‘A Woman Alone', featuring stories by Dario Fo, threw the spotlight on life, as it is
‘A Woman Alone's greatest strength was that it didn't descend into a self-indulgent tear-jerker. Produced for ANEW (Association for Non-Traditional Employment for Women) and slated as an ‘evening of laughter and poignancy', it could so easily have been made into a bathos fest.
Director Mithran Devanesan had other ideas. He chose to divide the evening into three short bustling plays, providing a range of characters, sets and stories over the one-and-a-half hours that the production spanned.
Short plays have obvious advantages. They're perfect for short attention spans, mixed audiences and conveying a bundle of ideas. Devanesan chose a set of three from the same playwright, Dario Fo, an Italian satirist who won the Nobel Prize for Literature in 1997.
Fo's work is especially appropriate for our times as it showcases throbbing sorrow by displaying it under a veneer of cheery normalcy.
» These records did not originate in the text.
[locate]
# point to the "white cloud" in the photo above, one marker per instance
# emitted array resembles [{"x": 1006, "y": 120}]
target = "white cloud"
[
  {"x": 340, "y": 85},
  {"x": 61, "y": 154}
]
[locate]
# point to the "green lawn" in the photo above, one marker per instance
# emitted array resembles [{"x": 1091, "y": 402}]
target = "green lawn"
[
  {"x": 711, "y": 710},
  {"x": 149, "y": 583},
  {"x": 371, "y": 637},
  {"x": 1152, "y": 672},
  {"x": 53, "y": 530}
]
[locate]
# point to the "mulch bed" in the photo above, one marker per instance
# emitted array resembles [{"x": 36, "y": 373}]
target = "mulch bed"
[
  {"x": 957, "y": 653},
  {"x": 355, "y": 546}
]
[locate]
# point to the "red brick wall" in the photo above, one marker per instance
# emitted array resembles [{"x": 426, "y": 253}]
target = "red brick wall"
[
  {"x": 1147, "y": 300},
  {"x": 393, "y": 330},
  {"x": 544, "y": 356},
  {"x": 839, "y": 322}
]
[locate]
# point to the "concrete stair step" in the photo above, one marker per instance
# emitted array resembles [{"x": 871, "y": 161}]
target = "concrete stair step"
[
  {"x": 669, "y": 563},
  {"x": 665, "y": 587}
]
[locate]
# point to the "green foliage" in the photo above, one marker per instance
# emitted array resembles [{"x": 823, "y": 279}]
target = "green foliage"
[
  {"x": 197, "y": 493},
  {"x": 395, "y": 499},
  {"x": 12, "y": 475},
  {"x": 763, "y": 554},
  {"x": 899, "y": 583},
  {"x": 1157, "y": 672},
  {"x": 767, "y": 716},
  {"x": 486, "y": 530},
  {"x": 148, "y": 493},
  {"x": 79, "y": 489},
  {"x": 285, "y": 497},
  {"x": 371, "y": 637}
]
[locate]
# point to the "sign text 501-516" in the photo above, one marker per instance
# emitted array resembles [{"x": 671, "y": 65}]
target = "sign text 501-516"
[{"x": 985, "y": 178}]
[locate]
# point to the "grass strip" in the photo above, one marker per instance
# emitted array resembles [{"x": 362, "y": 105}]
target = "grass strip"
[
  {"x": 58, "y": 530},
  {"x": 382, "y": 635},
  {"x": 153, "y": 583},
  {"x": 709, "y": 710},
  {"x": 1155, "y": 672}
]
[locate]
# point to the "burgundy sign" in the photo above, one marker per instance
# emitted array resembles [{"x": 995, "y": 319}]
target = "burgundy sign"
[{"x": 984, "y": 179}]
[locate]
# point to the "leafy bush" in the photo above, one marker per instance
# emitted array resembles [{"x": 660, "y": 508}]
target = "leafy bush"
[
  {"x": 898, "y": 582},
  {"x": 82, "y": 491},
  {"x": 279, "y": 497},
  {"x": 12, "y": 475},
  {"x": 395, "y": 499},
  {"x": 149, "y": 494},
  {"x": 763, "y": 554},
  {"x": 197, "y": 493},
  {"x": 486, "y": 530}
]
Anyone who's ever had to deal with situations, or indeed life, by pretending all is well can relate to the chilling title play, ‘A Woman Alone', in which Indrani Krishnaier irons laundry in time to Abba, as she tells a neighbour about the true horror of her seemingly typical life.
The role is exhausting, requiring Krishnaier to conduct a perky conversation with an imaginary neighbour, while juggling various facets of her life — a lovelorn college-student obsessed with her, a lecherous brother-in-law in a body cast and a ruthlessly controlling husband.
Yet, she executed it with unflagging energy and honesty carrying the unquestioning audience along. Fiercely strong and heartbreakingly vulnerable in turn, Krishnaier stumbled occasionally, tripping over her words, but so entrenched in character that these lapses were easy to forgive.
In deference to playwright Fo perhaps, Mithran chose to make the productions more colourfully theatrical than grittily realistic.
This was evident even in the deliberately choreographed changing of scenes, usually just dispensed with as an annoying necessity. The busily-cluttered stage of ‘Rise And Shine' gave way to the starkness of Medea very deliberately as stage hands slowly twirled chairs, shifted props and moved curtains.
Nikhila Kesavan's solo piece, ‘Rise And Shine', used deliberately-exaggerated movement, making the most of her barely-contained restless energy to capture the audience's imaginations.
Her lively piece, like a piece of choreography, burst with lights, ceaseless chatter and the haphazard flotsam of a tired middle-class home.
Silence and darkness, in contrast, were used to punctuate ‘Medea'. However, despite being intricately designed, with a raucous, yet fluid, chorus, it didn't have the impact of the other two, perhaps because the actress playing Medea was too calm, and too composed to be believable. Especially in comparison to the productions' other two subtly-frenzied leads.
The stories, despite being written by Fo in the early 1990s, were all very contemporary, thanks to careful editing.
Well, editing and the undeniable fact that even decades later, women-centric issues such as the exhausting juggling of work and home, husbands and in-laws, love and separation remain the same.